Ритуал. Часть 1 | страница 78



Дом отпрянул от дерева, и подпрыгнул от боли, перенеся весь свой вес на больное колено. Сквозь коричневую грязь было видно, как побелело от боли и страха его исцарапанное лицо.

Фил с шумом бросился к ним назад через подлесок, споткнулся и упал на четвереньки. Поднялся на ноги с каким-то сдавленным животным звуком в горле, сменившимся руганью — Черт. Вот, черт. Черт. — Потом как-то неуклюже повернулся кругом. На одном локте болтался рюкзак.

— Нож! — крикнул Дому Люк, выставив перед собой в вытянутой руке перочинный нож. Дом начал яростно шарить по карманам куртки.
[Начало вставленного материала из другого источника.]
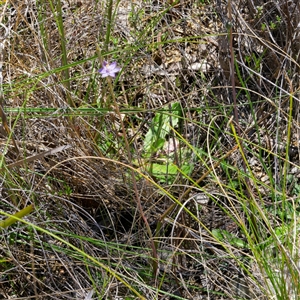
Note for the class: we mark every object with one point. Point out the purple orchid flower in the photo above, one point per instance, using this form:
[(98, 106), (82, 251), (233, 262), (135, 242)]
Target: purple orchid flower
[(109, 69)]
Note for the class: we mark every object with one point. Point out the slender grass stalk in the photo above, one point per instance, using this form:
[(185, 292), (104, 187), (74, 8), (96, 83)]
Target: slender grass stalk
[(58, 16)]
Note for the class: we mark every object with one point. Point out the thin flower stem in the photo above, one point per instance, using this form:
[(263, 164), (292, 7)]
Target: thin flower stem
[(152, 244)]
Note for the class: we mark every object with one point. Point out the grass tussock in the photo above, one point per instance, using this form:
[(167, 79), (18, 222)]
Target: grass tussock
[(176, 176)]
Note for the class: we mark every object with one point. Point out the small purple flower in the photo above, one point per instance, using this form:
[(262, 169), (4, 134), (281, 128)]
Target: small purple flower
[(109, 69)]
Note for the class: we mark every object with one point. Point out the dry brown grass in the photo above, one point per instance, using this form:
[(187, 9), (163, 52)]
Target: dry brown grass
[(86, 195)]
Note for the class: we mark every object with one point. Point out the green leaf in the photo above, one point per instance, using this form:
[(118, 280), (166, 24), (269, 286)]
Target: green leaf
[(225, 236), (20, 214), (160, 127)]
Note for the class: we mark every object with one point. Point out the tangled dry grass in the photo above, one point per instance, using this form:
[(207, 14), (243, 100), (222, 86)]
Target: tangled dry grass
[(65, 151)]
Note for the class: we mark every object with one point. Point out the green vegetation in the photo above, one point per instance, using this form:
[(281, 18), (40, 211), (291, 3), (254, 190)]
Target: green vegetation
[(149, 150)]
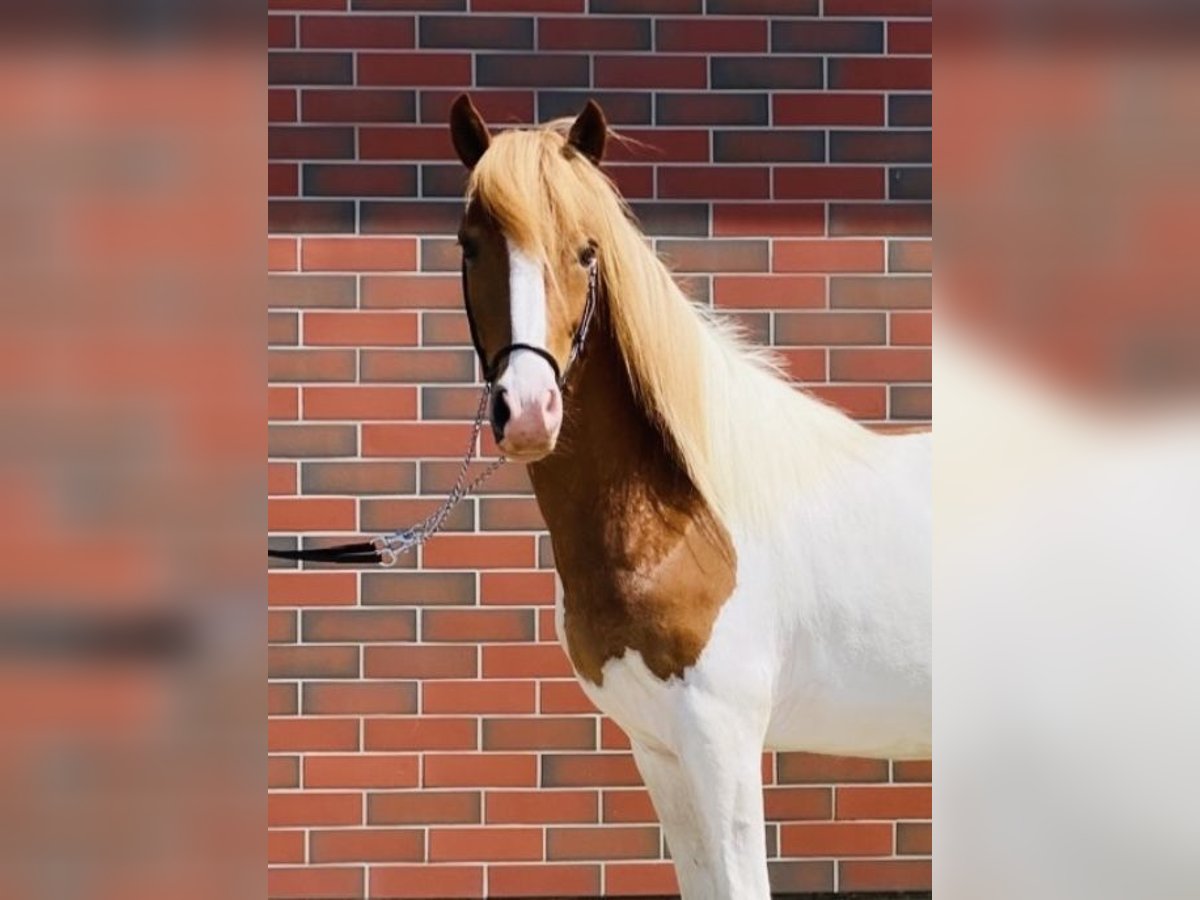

Лай раздался снова, из другого места, уже ближе, из-за деревьев, куда как раз отчаянно вглядывался Фил. За грубым лаем последовали два отрывистых храпа, а затем какое-то ржание, которое издают своими черными губами шакалы в документальных фильмах.

Люк двинулся на звук. Кровь так громко стучала у него в голове, что он с трудом мог слышать что-то другое. Каждый мускул внезапно налился теплом и энергией. Он двигался быстро, виляя между деревьев, легко ступая на подушечки ног, сжимая нож так крепко, что вся рука побелела.

Охваченный безумным животным желанием резать, кромсать, рубить, рычать, и не о чем не думать, он услышал свое имя, непрерывно называемое Домом и Филом. Их голоса вернули его к реальности. Он потерял движущую силу, обретя сомнения. Но потом снова вспыхнул от гнева и закричал так, будто был готов встретиться лицом к лицу с чем угодно. — Давай! Выходи!

Он остановился и присел. Повернулся кругом мелкими шажками, вглядываясь в светлеющий лес так пристально, что его лоб запульсировал от напряжения. Он хотел увидеть. Сразу вступить в бой. Заскрипел зубами. — Давай! — Потом снова, выставив вперед подбородок и отведя назад плечи, — Выходи!

Лес оставался безмолвным. Не слышно было даже пения птиц. Жизнь будто замерла.

Где-то справа от него треснула ветка, и этот звук отразился от каждого ствола, разносясь на мили.

Люк двинулся на звук, опустив голову. Потом осознал, что со всех ног несется к тому месту, где была нарушена тишина. Бездумно, ослепленный красным пенящимся вихрем, бушевавшим у него в голове, он перепрыгнул через скользкое бревно и с шумом ринулся в заросли папоротника. — Где ты, сука?

Он не увидел ничего. Вдалеке усилились крики Дома и Фила. Они умоляли его взять себя в руки.

— Давай. Выходи и возьми меня, — сказал он, понизив голос. Произнося каждое новое слово все тверже и тверже. Он обращался к темным деревьям и мокрой зелени, к валежнику и глубокой каше из сгнивших листьев, к лишайнику и колючим кустам, к сырому воздуху и дальнему туману, висящему над зеленоватыми камнями, ко всему, что скрывало это жуткое, противоестественное существо. Потому что только сейчас он мог посмотреть в лицо тому, что сотворило подобное с их другом. Сейчас, или никогда. Потому что это то место, куда он пообещал себе вернуться. Он должен спасти какую-то толику себя и если потребуется, умереть здесь. И их охотнику он не дастся легко. Не сдастся быстро и без шума. В этом он поклялся древнейшему лесу Европы.